GOP Payroll Tax Cut Bill: More Pee, Please


The battle over your 2012 taxes continues this week in Congress. Here’s the lay of the land:

  • President Barack Obama and congressional Democrats want to lower the payroll tax for employees to 3.1 percent—cutting most families’ tax bills by $1,500 in 2012. But the Democrats want to pay for that cut with a 1.9 percent surtax on incomes over $1 million—a nonstarter for Republicans. 
  • The GOP plan would cut payroll taxes, too (to 4.2 percent, higher than the Democrats’ preferred rate). But the Republicans’ proposal comes with a grab-bag of other items from conservatives’ Christmas list—it would scale back health care reform, slash Medicare spending, increase federal employee retirement contributions, hike Fannie Mae and Freddie Mac mortgage insurance rates, and sell off wireless spectrum. Although the GOP measure would extend unemployment insurance benefits—something the Democrats left out of their bill—it takes a page from Florida Gov. Rick Scott’s playbook and requires unemployed people who want temporary assistance to undergo drug testing and possess or be working towards a GED. It also trims the number of weeks that UI benefits will potentially be available to unemployed workers from 99 to 59—a reduction of 40 weeks—and reduces the amount of support they provide.

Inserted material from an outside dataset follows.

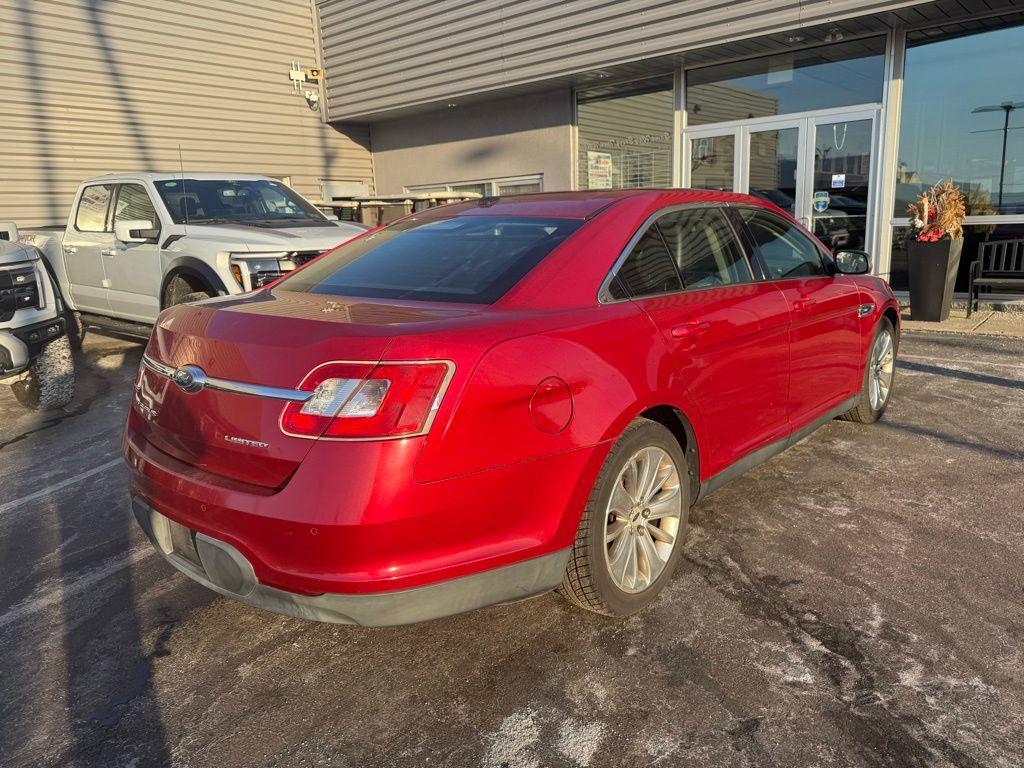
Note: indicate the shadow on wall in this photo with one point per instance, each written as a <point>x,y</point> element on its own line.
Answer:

Granted, the Democrats’ proposal doesn’t include UI extension. But it does pay for itself: according to the Congressional Budget Office, the 1.9 percent surtax on incomes over $1 million would cover the cost of the payroll tax cut. The Republican plan, on the other hand, increases the deficit by roughly $25 billion over the rest of the decade, according to the CBO. (Some commentators have argued that Congress shouldn’t pay for the tax cut at all, and instead take advantage of historically low interest rates and just borrow the money.)

The bill that comes out of all this will probably resemble the Republicans’ measure much more than the Democrats’, says former Congresional budget expert Pete Davis. That means that a majority of Republicans in Congress are ready to put their name to a bill that further tightens the noose around the necks of the unemployed. And with its drug testing and GED-related provisions, the measure adds a humiliating twist to the party’s ever-expanding war on the middle class: the idea that if you’ve been out of work for a historically long time, you’re either an addict or undereducated. Merry Christmas!